There are honestly not a lot of good reasons why I live where I do--I'd tell you why, but I don't like remembering what a lout I was--except comics. Seriously. When I was a kid, probably from about seven years old until I graduated from high school; there was always at least three places in my tiny Montana hometown that had comic books. The last time I was there was at least fifteen years ago, and the only comic I saw was a clearance copy of WATCHMEN. (Which I bought!)

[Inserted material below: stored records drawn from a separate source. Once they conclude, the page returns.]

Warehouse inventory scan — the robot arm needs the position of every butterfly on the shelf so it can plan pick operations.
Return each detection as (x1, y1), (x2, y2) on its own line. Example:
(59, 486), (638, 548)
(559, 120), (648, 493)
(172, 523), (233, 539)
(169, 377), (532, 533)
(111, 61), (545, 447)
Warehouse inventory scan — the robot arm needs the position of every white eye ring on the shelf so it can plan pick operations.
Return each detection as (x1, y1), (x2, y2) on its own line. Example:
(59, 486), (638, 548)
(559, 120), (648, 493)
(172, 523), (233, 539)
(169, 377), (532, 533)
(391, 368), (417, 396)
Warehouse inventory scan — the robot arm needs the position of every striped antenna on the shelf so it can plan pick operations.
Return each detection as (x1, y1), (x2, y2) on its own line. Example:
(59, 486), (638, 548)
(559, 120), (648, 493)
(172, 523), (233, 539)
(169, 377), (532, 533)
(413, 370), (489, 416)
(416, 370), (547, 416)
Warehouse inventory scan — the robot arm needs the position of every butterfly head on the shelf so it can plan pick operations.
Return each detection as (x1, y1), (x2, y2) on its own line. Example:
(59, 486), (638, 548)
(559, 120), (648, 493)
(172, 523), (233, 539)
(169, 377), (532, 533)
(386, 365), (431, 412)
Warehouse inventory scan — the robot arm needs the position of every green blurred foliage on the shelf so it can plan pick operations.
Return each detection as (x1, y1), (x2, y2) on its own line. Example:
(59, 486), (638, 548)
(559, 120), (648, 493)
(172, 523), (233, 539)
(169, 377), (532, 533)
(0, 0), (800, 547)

Where I live now, my main comic book shop, where my pull list lives, has three locations; two of which often have cheap books. (The third is a bit more of a casual, gamer store) There's two other comic shops, a used bookstore that sells a bunch; and then two more places the next town over! Throw the local comicon on top of that, and more recently, a used toy store with two locations? That kind of explains why I remain. (Well, that and inertia...those boxes are heavy!)
I think of this, not just because said comicon is tomorrow; or because I just bought a stack of books when I was trying to get a ticket for it; but because my dad turns 80 this month. And he's doing OK for an 80-year-old guy; although he's not driving anymore: he recently told his doctor that was kind of hard on my mom, since it cut into her drinking time...I don't think Mom's had a glass of wine in years, and I unfortunately see where my sense of humor comes from...Anyway, I was thinking, what if I had to go back to Montana and take care of my folks? (Odds are I won't have to; my sister lives much closer!) I might not have a comic shop within a hundred miles or more; so stocking up on cheap books now while I can makes more sense! Get those issues of Damage while you can! Doesn't matter if I have time to immediately read them.

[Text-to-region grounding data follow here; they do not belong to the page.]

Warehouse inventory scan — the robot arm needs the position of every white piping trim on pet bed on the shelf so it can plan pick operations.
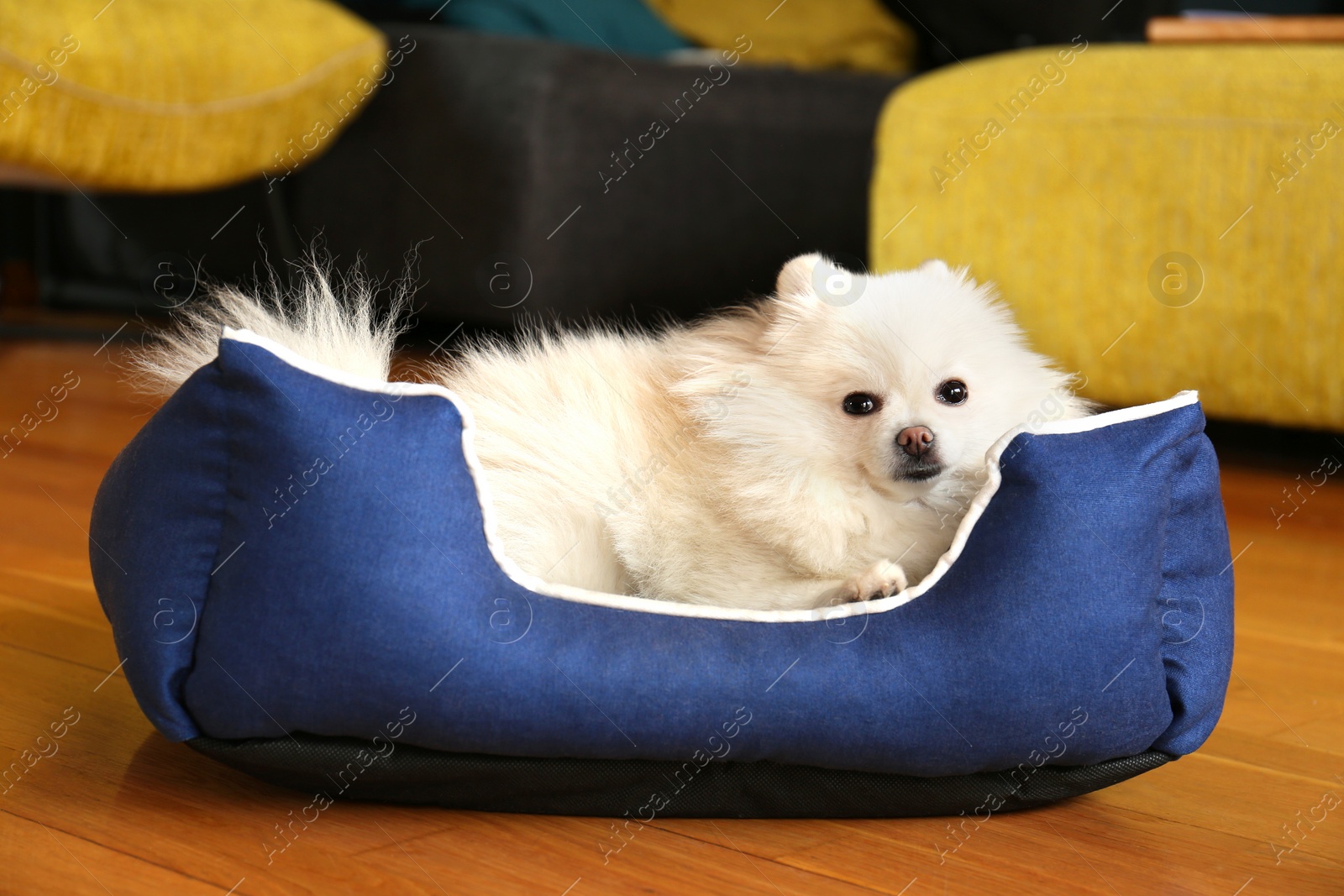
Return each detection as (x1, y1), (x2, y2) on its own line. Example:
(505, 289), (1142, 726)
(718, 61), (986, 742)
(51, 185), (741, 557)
(223, 327), (1199, 622)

Anyway, here's a book from a mini-series that I bet you a quarter I don't find the rest of at that show: from 1989, Strikeforce: Morituri Electric Undertow #1, "Street Moves" Written by James D. Hudnall, pencils by Mark Bagley, inks by Carlos Garzón.
We checked out the last issue some time back, which had the same creative crew; but like a ton of other comics had the time this was an attempt to pivot to 'prestige format,' and maybe keep going as mini-series on their own schedule instead a month-in/month-out grind. Or maybe to charge $3.95 a pop instead of $1.50...Actually, before I bash that, let's math it out. This one's 52 adless pages for $3.95; while Strikeforce: Morituri #31 was $1.50 for 25 story pages, with ads. I'm basing the page counts on the GCD rather than counting myself, and I think the $1.50 book was a slightly higher-end than regular newsstand, newsprint comics, but it seems like a better deal. For readers, anyway; maybe the creative team got a bigger payout with the prestige format stuff. Also, I'm glad I looked this up, since this was a five issue mini and I wouldn't have guessed that. (A brief pause, as I just ordered a collection, with the tailend of the regular series and all of Electric Undertow!)

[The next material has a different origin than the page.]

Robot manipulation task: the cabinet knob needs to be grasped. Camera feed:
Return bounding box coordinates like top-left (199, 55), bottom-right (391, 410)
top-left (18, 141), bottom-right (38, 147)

You may be wondering if I ordered it just to save myself some hassle, or I saw it cheap and snatched it, or some vague completionist urge, or was it actually good? Three out of four of those; but mainly, it is pretty good! Set ten years after the end of the regular series, after the alien Horde had been defeated, earth has settled back into being largely corporate-run states, with the citizens affluent and kind of dumb; addicted to VR and computer learning and/or consumerism. There also seems to be a lot of people spontaneously combusting, although no one knows why. Dan Baker is a private investigator, and one of the few surviving Morituri recipients (the one-year lifespan having been cured in the series) and has a fairly good life: he married one of his teammates, and they have two kids. Except he was currently living in his office, since he was afraid he was losing his mind; as he kept seeing one of his dead teammates, Will Deguchi. (I'm not positive, but I think Will was designed after early series artist Whilce Portacio!)
This was maybe less than a year out from New Warriors #1, so Bagley hadn't quite broken big yet; but this is nice work. Now, if I could just find that note I scribbled somewhere; I think I'm missing one, maybe two issues in the whole series; let's see if I can avoid buying the whole run twice!